The context of the text is criticism, a compendium of what the magazine considered best and worst in a variety of settings in the Boston scene. Criticism, an expression of opinion, is not defamatory. Gertz v. Robert Welch, Inc., 418 U.S. 323, 339-340 (1974). Steak Bit of Westbury, Inc. v. Newsday, Inc., 70 Misc. 2d 437, 438 (N.Y. Sup. Ct. 1972) ("On the whole I thought it was a pretty unappetizing group of eating places. It was mostly all fake food, ground-up schmutz").
As the majority has observed, the defendant in the case before us tossed garlands and nettles to the best and the worst in a variety of categories. In the category of sports the magazine cited the best and worst: sports announcer, sexy athlete, sports move of the year, local sports book, locker, local ski slopes, pick-up basketball game, and sports groupie. The very subjects bespeak levity and tongue in cheek. The entire text, i.e. the complete expression of the critic's view under the subcategory of worst sports announcer, after identifying the unfortunate winner, consists of one sentence: "The only newscaster in town who is enrolled in a course for remedial speaking." Can one sensibly read this as other than an ironic style of expressing the magazine's opinion or as hyperbole? I do not think so. The next subcategory, sexy athlete, carries on in the same vein. Giving the award to the Bruins, the magazine says: "You'd look like a gargoyle, too, if you'd spent a lifetime fielding pucks with your face." Is this, too, a statement of fact? The art work which adorns the text is in a similarly comic vein. Taking into account this background, I think the majority's reading of the text is the type of close analysis which we said in Borski v. Kochanowski, 3 Mass. App. Ct. 269 , 271 (1975), "is hardly a realistic indication of how this publication would be read . . . ."

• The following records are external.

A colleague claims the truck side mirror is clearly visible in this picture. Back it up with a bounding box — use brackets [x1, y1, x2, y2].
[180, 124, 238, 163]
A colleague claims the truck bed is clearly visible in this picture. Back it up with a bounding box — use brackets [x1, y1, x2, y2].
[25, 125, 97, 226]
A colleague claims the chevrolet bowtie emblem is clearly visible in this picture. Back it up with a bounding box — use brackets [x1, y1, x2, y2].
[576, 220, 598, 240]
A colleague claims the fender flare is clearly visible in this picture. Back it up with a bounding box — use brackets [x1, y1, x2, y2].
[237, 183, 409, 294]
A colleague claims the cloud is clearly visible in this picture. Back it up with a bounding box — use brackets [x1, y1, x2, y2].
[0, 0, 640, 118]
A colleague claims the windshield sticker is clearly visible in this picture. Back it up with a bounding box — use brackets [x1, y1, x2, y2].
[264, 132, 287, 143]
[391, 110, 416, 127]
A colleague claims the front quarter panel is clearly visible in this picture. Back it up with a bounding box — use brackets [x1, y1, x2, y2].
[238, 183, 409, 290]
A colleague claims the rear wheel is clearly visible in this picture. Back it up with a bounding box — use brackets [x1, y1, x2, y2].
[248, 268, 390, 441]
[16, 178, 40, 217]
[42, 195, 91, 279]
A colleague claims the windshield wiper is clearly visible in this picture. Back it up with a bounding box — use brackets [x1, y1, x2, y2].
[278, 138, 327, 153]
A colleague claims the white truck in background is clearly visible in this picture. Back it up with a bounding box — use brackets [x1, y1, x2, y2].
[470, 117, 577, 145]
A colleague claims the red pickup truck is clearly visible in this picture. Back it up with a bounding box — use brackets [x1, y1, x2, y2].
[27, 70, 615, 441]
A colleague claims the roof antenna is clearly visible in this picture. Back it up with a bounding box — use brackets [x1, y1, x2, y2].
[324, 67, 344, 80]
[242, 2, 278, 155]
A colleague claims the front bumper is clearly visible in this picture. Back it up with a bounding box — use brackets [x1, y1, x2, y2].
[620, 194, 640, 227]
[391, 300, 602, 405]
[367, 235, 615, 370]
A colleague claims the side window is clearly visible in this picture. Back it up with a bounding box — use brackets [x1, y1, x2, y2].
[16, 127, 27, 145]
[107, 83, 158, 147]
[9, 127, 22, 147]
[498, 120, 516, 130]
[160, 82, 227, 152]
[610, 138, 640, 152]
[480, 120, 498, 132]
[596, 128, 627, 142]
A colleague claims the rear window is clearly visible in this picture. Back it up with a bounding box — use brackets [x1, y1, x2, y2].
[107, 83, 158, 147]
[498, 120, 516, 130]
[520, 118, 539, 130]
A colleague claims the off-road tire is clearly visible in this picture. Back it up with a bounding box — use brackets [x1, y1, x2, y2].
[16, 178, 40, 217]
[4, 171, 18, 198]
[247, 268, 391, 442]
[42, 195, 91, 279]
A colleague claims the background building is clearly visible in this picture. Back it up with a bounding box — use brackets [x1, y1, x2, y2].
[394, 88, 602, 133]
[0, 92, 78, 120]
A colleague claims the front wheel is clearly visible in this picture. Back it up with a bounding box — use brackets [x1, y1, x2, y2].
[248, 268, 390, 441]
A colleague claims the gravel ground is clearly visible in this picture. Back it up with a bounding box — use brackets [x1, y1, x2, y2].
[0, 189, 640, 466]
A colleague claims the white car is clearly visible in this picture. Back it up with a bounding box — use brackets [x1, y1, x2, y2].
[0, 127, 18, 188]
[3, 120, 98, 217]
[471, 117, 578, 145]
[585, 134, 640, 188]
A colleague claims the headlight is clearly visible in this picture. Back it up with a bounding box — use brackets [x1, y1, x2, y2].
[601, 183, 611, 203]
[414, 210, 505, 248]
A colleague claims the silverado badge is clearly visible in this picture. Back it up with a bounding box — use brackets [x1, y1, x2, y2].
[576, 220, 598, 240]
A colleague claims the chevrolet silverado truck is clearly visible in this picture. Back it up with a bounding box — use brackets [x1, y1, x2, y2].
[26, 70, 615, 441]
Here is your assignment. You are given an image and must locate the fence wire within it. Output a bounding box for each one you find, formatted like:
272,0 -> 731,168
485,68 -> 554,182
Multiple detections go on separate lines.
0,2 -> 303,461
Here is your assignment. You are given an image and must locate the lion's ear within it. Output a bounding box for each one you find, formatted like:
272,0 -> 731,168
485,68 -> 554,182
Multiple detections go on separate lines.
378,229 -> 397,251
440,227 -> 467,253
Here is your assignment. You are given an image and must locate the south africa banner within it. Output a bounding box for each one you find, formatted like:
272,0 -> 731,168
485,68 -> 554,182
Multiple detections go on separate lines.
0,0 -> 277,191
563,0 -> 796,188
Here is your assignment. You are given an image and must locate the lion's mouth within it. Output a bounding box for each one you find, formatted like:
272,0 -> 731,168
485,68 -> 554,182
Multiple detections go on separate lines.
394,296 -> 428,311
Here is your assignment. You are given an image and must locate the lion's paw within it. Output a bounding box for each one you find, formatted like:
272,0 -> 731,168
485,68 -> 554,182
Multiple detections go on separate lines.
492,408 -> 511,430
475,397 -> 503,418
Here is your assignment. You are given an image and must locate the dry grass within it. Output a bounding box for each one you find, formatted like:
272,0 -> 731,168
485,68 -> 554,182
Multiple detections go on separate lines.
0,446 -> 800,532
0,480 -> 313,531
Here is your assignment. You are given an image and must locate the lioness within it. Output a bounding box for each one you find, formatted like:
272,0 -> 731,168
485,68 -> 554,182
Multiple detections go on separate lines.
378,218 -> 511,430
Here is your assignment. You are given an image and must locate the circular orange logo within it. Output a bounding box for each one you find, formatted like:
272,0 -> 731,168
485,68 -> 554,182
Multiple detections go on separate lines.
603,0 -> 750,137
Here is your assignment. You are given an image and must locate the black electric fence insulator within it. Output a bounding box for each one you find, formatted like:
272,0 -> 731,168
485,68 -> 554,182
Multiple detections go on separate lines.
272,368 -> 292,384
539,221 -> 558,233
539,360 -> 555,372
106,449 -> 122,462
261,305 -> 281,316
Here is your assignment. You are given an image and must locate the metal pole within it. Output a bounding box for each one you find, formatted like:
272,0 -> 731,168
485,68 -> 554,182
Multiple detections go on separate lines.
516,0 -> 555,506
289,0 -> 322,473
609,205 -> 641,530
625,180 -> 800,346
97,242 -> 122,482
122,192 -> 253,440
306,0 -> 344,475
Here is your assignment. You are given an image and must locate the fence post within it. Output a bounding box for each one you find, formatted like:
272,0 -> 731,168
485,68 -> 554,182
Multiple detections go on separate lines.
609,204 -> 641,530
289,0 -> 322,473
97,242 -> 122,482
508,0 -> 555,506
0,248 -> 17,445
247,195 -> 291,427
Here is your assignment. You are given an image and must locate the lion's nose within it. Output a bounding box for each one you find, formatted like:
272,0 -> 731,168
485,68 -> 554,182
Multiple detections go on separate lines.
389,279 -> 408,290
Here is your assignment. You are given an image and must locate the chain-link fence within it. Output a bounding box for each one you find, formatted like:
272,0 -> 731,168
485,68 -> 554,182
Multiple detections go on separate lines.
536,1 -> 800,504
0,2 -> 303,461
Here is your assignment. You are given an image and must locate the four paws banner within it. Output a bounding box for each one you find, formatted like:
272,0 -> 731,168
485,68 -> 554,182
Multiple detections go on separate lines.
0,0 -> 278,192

That the plaintiff is a public figure, a television sports announcer, makes him particularly fair game for the barbs of the critic. Solomone v. MacMillan Publishing Co., 411 N.Y.S.2d 105 110 (Sup. Ct. 1978).
I prefer that the pen of the satirist not be blunted by the blue pencil of the libel lawyer and would affirm the judgment below.
[Note 1] By classifying the statement in issue as hyperbole, the defendant assumes the very thing to be proved. Hyperbole is defined as an extravagant exaggeration, and depends for its comic effect on the recognition of an obvious incongruity. The statement might be viewed as a form of irony, a more subtle type of humor, in which the literal and implied meanings are at variance. The use of irony pays "an implicit compliment to the intelligence of the reader, who is associated with the knowing minority not taken in by the literal meaning." Abrams, A Glossary of Literary Terms 44 (1957). The risk in comic irony is that readers may not appreciate the unstated ironic meaning and may take the statement literally.